Tanpa mengurangi makna dan idealitas tujuan tersebut, melihat kondisi dan kenyataan yang ada tampaknya akan sulit sekali suatu lembaga pendidikan, termasuk pendidikan Islam, untuk memenuhi tujuan Pendidikan Nasional tersebut. Namun demikian, sesuai dengan misi dan tantangan objektif yang dihadapi oleh masyarakat Indonesia, mau tidak mau pendidikan Islam harus membawa misi ganda, yaitu di satu sisi pendidikan Islam harus mampu meningkatkan keimanan dan ketakwaan peserta didik, dan di sisi lain ia harus membekali mereka dengan ilmu pengetahuan dan teknologi modern.

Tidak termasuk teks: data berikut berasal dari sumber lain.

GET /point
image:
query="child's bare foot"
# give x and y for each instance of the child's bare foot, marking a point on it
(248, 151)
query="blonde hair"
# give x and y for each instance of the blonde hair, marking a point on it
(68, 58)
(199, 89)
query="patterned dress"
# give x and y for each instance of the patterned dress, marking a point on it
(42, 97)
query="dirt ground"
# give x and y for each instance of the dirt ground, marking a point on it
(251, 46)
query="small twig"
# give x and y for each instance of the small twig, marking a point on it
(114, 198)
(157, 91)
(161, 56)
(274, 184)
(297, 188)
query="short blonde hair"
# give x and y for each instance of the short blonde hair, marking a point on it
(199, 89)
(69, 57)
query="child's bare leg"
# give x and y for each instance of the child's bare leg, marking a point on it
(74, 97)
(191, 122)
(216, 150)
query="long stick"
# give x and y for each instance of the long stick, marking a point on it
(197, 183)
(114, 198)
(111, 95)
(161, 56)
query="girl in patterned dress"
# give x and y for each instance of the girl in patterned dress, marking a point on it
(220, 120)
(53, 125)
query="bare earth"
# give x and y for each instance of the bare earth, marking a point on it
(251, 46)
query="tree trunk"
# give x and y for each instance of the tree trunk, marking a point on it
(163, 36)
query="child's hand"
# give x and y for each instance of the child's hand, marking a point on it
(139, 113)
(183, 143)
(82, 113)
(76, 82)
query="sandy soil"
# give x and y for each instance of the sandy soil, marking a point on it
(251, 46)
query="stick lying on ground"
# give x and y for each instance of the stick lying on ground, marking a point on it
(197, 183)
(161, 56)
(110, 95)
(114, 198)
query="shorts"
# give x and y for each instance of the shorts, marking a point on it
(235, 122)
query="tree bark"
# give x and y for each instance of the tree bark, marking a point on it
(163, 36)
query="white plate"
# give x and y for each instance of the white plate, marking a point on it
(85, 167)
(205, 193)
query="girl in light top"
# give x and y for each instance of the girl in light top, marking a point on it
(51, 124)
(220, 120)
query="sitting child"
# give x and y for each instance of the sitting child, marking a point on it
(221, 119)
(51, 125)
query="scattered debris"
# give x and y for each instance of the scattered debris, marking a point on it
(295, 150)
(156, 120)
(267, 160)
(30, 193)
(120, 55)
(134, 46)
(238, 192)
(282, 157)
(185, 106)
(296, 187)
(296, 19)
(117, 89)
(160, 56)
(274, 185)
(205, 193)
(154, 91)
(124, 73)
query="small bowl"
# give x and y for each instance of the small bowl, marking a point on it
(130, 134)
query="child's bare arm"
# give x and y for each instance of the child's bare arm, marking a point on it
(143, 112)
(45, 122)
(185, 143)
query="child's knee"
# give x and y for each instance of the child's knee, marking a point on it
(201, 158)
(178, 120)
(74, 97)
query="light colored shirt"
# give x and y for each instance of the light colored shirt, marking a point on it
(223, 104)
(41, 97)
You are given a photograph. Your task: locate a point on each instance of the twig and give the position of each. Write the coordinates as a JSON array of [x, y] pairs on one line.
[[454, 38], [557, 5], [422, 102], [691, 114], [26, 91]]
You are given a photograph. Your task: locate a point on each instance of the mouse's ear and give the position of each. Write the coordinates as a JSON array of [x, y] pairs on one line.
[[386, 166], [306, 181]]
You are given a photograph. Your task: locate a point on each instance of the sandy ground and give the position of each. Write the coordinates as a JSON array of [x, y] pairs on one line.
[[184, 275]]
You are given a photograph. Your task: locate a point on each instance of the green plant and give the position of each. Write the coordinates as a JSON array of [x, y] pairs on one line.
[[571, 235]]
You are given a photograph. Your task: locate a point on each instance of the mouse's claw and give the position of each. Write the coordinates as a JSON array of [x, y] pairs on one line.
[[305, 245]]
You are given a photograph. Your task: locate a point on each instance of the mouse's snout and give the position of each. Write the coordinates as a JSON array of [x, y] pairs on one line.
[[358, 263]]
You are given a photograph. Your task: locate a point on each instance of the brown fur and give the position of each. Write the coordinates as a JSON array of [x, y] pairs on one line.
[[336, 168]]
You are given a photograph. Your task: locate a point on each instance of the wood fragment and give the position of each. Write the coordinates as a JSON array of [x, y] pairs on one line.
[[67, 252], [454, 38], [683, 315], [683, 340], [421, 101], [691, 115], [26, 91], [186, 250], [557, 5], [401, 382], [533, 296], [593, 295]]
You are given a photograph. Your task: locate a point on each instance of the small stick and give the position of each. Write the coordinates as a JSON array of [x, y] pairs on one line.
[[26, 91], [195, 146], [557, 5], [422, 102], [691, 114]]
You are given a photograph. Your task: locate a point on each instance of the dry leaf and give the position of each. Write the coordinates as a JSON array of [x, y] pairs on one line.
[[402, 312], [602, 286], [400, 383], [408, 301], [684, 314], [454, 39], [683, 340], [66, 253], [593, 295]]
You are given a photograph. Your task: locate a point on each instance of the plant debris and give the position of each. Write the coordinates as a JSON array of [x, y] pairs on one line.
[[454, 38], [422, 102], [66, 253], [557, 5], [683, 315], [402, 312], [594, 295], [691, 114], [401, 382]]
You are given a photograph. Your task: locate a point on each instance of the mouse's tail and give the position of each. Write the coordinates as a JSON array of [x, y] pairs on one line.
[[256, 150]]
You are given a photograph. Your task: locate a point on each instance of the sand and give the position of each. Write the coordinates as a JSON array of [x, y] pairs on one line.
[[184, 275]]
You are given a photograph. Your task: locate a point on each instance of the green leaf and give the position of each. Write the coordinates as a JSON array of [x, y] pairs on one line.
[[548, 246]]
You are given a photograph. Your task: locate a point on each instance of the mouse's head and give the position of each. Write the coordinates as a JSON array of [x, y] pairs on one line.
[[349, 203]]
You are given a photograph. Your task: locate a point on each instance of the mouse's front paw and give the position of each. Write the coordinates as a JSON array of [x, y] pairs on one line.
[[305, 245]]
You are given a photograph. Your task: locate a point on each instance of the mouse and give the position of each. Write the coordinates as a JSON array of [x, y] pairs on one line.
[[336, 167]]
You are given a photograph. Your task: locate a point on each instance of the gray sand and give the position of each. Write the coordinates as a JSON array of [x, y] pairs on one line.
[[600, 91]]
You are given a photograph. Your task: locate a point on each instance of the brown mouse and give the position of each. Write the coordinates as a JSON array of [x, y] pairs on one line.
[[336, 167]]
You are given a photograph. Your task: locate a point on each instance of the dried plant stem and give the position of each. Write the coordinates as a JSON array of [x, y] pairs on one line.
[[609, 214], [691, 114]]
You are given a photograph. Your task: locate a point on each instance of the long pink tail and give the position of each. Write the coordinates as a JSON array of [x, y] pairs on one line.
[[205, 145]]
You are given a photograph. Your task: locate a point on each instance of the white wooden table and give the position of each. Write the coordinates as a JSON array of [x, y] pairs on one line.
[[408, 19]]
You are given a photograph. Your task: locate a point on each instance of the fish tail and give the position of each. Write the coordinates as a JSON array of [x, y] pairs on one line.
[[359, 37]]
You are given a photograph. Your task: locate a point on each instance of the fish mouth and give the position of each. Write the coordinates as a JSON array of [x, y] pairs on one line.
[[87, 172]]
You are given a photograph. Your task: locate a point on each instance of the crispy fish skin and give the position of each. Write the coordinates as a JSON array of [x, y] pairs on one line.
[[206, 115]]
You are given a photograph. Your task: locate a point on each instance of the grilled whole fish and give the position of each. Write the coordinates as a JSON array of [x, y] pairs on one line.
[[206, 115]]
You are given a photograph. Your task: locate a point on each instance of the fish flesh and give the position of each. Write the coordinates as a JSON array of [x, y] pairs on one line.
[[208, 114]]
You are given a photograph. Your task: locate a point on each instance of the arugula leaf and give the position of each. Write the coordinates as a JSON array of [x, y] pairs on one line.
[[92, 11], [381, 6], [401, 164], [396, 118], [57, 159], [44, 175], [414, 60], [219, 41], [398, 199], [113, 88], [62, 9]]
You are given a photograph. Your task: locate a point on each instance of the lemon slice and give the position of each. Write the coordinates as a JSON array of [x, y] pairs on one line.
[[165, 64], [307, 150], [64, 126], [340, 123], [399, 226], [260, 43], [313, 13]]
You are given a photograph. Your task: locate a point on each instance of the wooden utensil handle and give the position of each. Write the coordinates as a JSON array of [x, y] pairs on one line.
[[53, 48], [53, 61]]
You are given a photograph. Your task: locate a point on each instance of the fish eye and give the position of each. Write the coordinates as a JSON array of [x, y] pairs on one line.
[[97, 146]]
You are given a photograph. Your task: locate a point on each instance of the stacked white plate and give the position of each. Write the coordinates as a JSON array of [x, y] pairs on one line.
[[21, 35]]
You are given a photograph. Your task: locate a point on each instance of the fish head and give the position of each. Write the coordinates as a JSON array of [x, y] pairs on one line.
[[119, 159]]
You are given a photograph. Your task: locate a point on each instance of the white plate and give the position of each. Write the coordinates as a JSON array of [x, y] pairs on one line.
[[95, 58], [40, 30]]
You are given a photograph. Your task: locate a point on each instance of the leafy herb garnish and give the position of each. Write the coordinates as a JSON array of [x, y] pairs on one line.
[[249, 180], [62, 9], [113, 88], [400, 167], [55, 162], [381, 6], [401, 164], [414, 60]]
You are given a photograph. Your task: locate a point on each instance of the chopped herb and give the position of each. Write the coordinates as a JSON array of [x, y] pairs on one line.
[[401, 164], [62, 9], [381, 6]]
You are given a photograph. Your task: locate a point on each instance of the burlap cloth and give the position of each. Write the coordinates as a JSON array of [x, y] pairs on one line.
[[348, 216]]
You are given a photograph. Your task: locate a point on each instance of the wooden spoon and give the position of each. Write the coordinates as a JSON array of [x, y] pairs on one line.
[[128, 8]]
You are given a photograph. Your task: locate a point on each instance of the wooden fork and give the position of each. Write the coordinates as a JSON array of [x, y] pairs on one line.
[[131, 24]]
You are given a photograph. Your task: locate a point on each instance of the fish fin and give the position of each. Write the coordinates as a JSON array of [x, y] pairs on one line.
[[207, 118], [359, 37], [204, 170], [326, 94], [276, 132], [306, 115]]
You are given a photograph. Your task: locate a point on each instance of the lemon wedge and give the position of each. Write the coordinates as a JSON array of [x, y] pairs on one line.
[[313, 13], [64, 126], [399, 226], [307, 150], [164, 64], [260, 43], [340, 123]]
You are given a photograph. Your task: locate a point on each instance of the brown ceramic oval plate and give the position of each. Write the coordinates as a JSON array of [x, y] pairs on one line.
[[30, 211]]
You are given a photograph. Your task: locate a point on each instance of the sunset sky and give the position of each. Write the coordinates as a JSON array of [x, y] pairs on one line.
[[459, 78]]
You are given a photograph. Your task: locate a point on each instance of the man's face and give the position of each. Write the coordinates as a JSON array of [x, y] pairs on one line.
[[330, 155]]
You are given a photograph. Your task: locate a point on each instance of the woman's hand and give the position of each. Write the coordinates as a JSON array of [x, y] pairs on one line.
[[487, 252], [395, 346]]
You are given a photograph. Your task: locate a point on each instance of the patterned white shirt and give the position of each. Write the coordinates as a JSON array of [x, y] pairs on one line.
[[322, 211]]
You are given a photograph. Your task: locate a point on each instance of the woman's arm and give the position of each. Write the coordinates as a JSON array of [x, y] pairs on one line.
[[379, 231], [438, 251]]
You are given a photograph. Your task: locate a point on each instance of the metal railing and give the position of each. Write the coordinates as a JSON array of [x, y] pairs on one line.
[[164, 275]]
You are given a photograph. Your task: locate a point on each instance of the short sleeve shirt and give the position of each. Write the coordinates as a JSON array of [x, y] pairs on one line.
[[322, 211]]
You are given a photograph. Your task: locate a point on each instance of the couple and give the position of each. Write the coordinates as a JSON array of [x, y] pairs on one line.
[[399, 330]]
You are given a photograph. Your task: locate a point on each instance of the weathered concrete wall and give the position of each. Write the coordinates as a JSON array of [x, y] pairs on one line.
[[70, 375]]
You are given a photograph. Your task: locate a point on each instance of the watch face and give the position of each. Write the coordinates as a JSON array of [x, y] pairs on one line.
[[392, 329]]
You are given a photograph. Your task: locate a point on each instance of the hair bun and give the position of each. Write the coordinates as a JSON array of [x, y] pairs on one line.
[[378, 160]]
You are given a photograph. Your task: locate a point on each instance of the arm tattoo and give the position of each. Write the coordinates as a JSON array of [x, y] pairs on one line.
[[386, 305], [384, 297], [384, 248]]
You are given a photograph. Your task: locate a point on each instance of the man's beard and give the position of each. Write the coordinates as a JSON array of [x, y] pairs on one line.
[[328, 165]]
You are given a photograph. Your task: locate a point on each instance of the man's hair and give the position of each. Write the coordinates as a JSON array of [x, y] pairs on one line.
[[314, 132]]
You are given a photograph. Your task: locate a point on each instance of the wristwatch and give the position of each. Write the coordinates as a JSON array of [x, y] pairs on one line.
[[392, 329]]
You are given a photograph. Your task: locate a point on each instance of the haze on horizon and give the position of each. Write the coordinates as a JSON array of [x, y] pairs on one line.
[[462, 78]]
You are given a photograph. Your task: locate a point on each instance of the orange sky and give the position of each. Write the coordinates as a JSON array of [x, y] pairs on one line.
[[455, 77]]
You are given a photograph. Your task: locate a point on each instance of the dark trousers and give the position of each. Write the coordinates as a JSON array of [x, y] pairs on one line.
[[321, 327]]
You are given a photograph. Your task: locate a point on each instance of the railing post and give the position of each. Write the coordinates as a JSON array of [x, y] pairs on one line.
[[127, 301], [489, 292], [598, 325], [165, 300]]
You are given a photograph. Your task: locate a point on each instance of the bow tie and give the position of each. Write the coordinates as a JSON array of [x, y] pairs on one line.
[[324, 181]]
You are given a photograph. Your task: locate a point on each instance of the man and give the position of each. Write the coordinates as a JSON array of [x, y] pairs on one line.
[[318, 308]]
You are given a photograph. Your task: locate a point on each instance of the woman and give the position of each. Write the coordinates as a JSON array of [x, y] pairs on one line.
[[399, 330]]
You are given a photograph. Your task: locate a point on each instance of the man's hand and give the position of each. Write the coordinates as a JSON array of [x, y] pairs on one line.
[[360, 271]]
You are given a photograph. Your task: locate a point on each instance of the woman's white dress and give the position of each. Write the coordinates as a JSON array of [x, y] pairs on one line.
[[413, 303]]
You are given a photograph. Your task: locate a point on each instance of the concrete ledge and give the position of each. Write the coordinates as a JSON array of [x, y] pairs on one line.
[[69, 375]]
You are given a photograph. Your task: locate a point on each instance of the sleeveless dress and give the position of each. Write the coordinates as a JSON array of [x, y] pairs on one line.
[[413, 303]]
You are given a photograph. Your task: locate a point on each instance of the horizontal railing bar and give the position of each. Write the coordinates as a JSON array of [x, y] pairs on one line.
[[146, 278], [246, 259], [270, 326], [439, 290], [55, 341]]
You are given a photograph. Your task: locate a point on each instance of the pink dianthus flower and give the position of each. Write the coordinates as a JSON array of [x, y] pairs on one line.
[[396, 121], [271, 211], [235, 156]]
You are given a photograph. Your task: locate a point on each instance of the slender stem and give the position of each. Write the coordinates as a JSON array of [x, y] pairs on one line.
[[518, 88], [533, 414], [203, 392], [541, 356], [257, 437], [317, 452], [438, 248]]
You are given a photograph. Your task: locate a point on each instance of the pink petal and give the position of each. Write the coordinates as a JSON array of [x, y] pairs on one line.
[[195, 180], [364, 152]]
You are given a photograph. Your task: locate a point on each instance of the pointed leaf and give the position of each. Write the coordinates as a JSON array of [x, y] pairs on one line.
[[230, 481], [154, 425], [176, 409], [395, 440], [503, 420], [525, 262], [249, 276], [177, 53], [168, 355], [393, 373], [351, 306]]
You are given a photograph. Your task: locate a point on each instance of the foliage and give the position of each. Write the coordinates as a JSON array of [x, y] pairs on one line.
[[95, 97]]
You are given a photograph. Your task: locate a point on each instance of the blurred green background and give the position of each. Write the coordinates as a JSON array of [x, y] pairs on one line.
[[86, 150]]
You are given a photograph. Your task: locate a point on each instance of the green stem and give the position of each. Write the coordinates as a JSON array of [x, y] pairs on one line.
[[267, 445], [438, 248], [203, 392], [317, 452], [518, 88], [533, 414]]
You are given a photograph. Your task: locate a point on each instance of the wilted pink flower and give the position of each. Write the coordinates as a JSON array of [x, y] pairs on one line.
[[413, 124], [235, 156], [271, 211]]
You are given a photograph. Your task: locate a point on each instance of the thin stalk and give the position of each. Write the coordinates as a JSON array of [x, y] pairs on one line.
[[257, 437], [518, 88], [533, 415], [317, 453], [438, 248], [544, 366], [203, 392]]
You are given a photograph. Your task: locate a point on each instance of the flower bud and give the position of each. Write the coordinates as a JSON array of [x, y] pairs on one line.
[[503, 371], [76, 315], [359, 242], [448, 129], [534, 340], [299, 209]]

Dengan misi yang demikian itu, maka corak masa depan pendidikan Islam Indonesia diarahkan pada (1) sistem pendidikan klasik, yang lebih menekankan pada upaya mencerdaskan bangsa secara umum, termasuk di dalamnya pengembangan budi pekerti dan akhlak al-karimah; dan (2) sistem pendidikan yang mengacu pada perencanaan tenaga kerja (man power planning). Dengan kata lain, kalau pendidikan Islam ingin mencetak peserta didik yang memiliki keunggulan di bidang ilmu pengetahuan dan teknologi modern, sekaligus mengembangkan pengetahuan dan pengahayatan mereka terhadap nilai-nilai ajaran Islam, mau tidak mau, pendidikan klasik yang bertumpu pada pendidikan pondok pesantren harus dibarengi dengan sistem madrasah/sekolah.
Melihat pola pendidikan Islam yang berkembang di Indonesia, orientasi pendidikan yang diarahkan untuk mengembangkan dan meningkatkan pengetahuan dan penghayatan nilai-nilai ajaran Islam, tampaknya tidak menjadi problem yang begitu mendesak. Karena peserta didik di lingkungan pendidikan Islam, baik pondok pesantren maupun pendidikan sekolah (dari Madrasah Ibtidaiyah hingga Perguruan Tinggi) sangat kondusif untuk mencapai orientasi tersebut. Justru isu (sekaligus tantangan) yang dihadapi secara serius adalah bagaimana pendidikan Islam mampu mempersiapkan peserta didik untuk bersaing di dunia kerja setelah mereka lulus. Tantangan ini sudah pasti mengharuskan para pelaku pendidikan Islam untuk melakukan reorientasi kembali di bidang kurikulum, terutama mengenai materi-materi dasar ilmu pengetahuan dan teknologi modern.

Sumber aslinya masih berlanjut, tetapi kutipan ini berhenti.